Appending Transgender Equal Rights to Gay, Lesbian and Bisexual Equal Rights

How to Cite

Adler, L. (2010). Appending Transgender Equal Rights to Gay, Lesbian and Bisexual Equal Rights. Columbia Journal of Gender and Law, 19(3). https://doi.org/10.7916/cjgl.v19i3.2598

Abstract

In recent years, the identity group of transgender persons has been cohering and bringing its concerns to the attention of progressive legal thinkers as well as to organs of government.

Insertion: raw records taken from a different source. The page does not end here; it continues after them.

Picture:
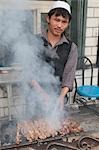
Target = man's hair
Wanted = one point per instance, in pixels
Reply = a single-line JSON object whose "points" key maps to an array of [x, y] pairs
{"points": [[60, 12]]}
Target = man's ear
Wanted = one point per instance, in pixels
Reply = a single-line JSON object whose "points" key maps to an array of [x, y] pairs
{"points": [[47, 19]]}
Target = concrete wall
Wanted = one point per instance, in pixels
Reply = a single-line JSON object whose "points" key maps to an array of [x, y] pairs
{"points": [[92, 26]]}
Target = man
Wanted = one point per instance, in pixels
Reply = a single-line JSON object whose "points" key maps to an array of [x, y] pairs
{"points": [[62, 52]]}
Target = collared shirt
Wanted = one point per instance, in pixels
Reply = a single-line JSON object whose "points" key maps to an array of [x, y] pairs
{"points": [[70, 67]]}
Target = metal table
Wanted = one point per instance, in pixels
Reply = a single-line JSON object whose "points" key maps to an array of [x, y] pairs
{"points": [[8, 78]]}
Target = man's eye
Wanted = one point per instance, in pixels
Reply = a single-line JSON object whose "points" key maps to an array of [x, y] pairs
{"points": [[64, 21], [57, 20]]}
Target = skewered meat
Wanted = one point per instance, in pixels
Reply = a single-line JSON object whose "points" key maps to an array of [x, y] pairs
{"points": [[42, 129]]}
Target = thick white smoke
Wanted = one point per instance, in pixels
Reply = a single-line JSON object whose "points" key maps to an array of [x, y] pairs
{"points": [[24, 48]]}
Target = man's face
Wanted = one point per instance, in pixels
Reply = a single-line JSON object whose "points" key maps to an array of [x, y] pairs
{"points": [[57, 24]]}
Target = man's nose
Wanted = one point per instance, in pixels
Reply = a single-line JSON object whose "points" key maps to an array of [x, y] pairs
{"points": [[59, 24]]}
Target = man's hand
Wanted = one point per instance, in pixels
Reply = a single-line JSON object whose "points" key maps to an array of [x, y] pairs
{"points": [[63, 93], [61, 102]]}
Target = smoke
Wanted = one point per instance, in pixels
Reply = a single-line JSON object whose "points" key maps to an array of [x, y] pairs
{"points": [[18, 45]]}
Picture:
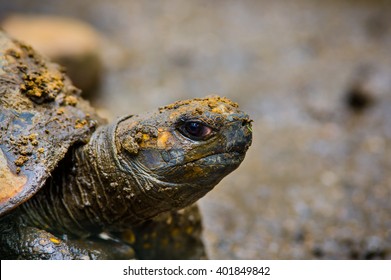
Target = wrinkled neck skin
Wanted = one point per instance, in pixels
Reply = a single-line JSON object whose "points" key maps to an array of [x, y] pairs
{"points": [[97, 188]]}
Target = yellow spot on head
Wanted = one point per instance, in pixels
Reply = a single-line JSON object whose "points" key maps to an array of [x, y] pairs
{"points": [[163, 139]]}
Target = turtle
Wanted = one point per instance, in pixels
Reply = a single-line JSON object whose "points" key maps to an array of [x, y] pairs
{"points": [[75, 186]]}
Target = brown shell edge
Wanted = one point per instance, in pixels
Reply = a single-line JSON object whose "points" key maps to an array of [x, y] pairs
{"points": [[41, 117]]}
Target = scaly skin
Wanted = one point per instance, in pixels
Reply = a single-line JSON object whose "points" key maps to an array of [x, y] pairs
{"points": [[127, 174]]}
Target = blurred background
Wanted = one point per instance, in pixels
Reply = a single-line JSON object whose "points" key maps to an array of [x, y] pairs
{"points": [[314, 75]]}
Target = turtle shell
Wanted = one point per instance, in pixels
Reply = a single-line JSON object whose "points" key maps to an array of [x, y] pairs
{"points": [[41, 117]]}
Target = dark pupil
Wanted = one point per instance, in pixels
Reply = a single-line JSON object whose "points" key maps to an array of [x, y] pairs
{"points": [[195, 129]]}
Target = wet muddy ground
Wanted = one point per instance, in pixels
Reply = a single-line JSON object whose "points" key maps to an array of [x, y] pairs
{"points": [[315, 77]]}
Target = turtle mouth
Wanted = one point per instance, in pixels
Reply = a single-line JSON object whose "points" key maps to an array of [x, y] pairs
{"points": [[218, 159]]}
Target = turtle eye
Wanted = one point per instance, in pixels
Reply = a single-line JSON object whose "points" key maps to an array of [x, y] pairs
{"points": [[196, 130]]}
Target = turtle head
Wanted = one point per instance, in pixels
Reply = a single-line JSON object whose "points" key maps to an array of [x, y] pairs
{"points": [[187, 147]]}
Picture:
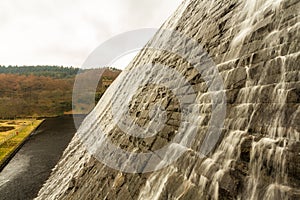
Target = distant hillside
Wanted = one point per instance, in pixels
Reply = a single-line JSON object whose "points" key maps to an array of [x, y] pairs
{"points": [[48, 71], [44, 90]]}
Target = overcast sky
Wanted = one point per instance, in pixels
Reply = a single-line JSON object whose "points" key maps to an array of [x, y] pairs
{"points": [[65, 32]]}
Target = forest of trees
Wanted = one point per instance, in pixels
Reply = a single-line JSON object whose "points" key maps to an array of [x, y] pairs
{"points": [[42, 90], [43, 70]]}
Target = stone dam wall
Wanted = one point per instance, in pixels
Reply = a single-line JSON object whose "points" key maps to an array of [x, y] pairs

In the domain of conventional anti-discrimination coverage, the result has been a number of local ordinances, a few state laws and a modest number of victories in judicial settings. In addition, advocates for transgender concerns have taken up family issues such as whether gender identity poses obstacles to child custody, access to medical services associated with gender transition and the processes for legally changing one’s name and gender. The law review literature in this area has taken off like a rocket. Much of the academic thought devoted to transgender issues has focused on the problem of judicial determinations of an individual’s gender, whether and how to gain coverage for gender identity under Title VII, the advantages and pitfalls of a disability-rights framework that medicalizes trans identity, issues specific to youth (especially youth in foster care and in the juvenile justice system), prisoner classification and sex- segregation and insurance coverage for gender-affirming care. A few critically-inclined thinkers have focused on the power that formal and discretionary bureaucratic decisions have on trans people and on the limits of formal equality, though these voices are a bit lonely.